Alaska, we send our children outside to school and they stay there, sigh.
I don't think I'm going to go for a masters, honestly. Time will tell. If I do get one, it will be in China.
Dude my school wanted the paper work in Feb. That's insane.
Mine did that too... Always at the start of your last semester.
Don't stop now... Grab on to all the education you can get with both hands.
Where did you read this?
A lot of the Kaboomers I have known who majored in computer science and programming back in the computer stone age that was the 1970s to mid-1980s have told me they became obsolete in 15-20 years, depending on how hard they worked to stay current on their knowledge. On the other hand, computer engineers were able to stick at it until relatively close to retirement age.
I don't know how the industry works these days, seeing as how we don't have punch cards and no one owns a computer built by IBM...
I imagine the feeling I have now as I listen to Watermark talk about programming is very similar to when people listen to me talk about guns.
Variable name: A name of a variable. For instance, in C
int x = 3;
int is the kind of variable, 3 is the value being assigned to the variable, x is the name. Oldskool programmers would write names like this:
int tmp = tmpctrllr.crrtmp;
Modern programmers would make variable names like this:
int theCurrentTemperatureReadingFromTheTemperatureGuage = theClassThatControlsTheTemperatureGuage.aMethodThatRetrievesTheCurrentTemperatureGaugeReading;
Clearly, the second example is much preferable.
Global: A kind of variable accessible from any part of the program. This is bad practice, because you don't want a function in some obscure part of the program modifying the value of a variable that might be being used elsewhere, in a function, a class, or the main part of the program (the main part is the part that starts running when the program launches, from which all the other classes and functions used in the program are first called).
You've just been skooled.
All I read was moon man speak.
I'm sorry, I can't start any further in the basics of programming than the concept of assigning values to variables. The absurdly long variable name was supposed to be a joke, btw. In practice, I was critscizing ancient, extremely brief and non-descriptive variables as much as modern, unnecessarily wordy ones.
Meh, learning more computer science would take away from time that I could spend learning all the languages in the world and studying history.

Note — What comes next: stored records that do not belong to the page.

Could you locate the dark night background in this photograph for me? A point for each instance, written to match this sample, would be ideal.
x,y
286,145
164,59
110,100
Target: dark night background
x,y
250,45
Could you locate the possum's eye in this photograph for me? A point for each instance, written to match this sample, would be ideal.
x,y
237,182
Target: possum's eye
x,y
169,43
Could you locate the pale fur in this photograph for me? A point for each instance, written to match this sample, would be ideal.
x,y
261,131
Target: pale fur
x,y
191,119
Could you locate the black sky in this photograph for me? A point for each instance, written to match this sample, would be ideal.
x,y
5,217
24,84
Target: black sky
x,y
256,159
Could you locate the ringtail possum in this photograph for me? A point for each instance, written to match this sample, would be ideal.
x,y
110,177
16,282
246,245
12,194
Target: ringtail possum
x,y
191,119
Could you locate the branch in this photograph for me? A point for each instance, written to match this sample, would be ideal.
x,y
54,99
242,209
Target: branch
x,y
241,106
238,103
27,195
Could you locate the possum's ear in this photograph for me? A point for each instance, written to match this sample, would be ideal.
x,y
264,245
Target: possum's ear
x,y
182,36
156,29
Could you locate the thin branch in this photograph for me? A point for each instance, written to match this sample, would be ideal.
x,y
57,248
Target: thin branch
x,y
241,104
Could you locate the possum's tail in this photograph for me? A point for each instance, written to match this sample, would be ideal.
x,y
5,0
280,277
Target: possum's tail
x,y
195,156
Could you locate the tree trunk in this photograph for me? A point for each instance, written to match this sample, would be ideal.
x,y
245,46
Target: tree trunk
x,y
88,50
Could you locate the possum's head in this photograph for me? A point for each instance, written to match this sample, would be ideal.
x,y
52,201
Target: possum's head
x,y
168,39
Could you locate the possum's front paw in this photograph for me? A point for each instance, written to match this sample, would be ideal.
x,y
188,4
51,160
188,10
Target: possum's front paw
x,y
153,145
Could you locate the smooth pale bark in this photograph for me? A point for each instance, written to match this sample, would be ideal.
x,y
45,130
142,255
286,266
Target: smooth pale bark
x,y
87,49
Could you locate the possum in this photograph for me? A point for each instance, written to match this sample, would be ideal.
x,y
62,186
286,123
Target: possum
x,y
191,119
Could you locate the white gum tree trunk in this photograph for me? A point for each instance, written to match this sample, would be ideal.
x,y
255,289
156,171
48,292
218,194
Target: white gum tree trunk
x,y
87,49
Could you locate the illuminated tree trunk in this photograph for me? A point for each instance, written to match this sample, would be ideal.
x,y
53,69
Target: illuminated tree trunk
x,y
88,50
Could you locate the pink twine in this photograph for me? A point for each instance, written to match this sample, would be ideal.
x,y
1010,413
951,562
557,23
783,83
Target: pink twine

public partial class MainWindow : Window{
public MainWindow(){
InitializeComponent(); }
private void First_PreviewTextInput(object sender, TextCompositionEventArgs e){
Regex regex = new Regex("^[.][0-9]+$|^[0-9]*[.]{0,1}[0-9]*$");
String text = (sender as TextBox).Text.Insert((sender as TextBox).SelectionStart, e.Text);
e.Handled = !regex.IsMatch(text); }
private Func<double,double, double> opOfType(String operationName){
switch(operationName){
case "times": return (x, y) => y*x;
case "divide": return (x, y) => y/x;
case "plus": return (x, y) => y+x;
case "minus": return (x, y) => y-x;
default: return (x,y) => -1;}}
private void op_Click(object sender, RoutedEventArgs e){
if(First.Text=="" || Second.Text==""){
MessageBox.Show("Need numbers in both textboxes.");
return;}
Button opButton = e.OriginalSource as Button;
Func<double,double,double> operation = opOfType(opButton.Name);
double firstNum = Convert.ToDouble(First.Text);
double secondNum = Convert.ToDouble(Second.Text);
double outNum = operation(firstNum, secondNum);
Output.Text = Convert.ToString(outNum);}
private void clear_Click(object sender, RoutedEventArgs e){
First.Text="";
Second.Text="";
Output.Text="";}
}
Um... They do have classes in those in places called "schools" and "universities"... They are amazing places. Languages are easy for me though, I wouldn't spend too much money on those.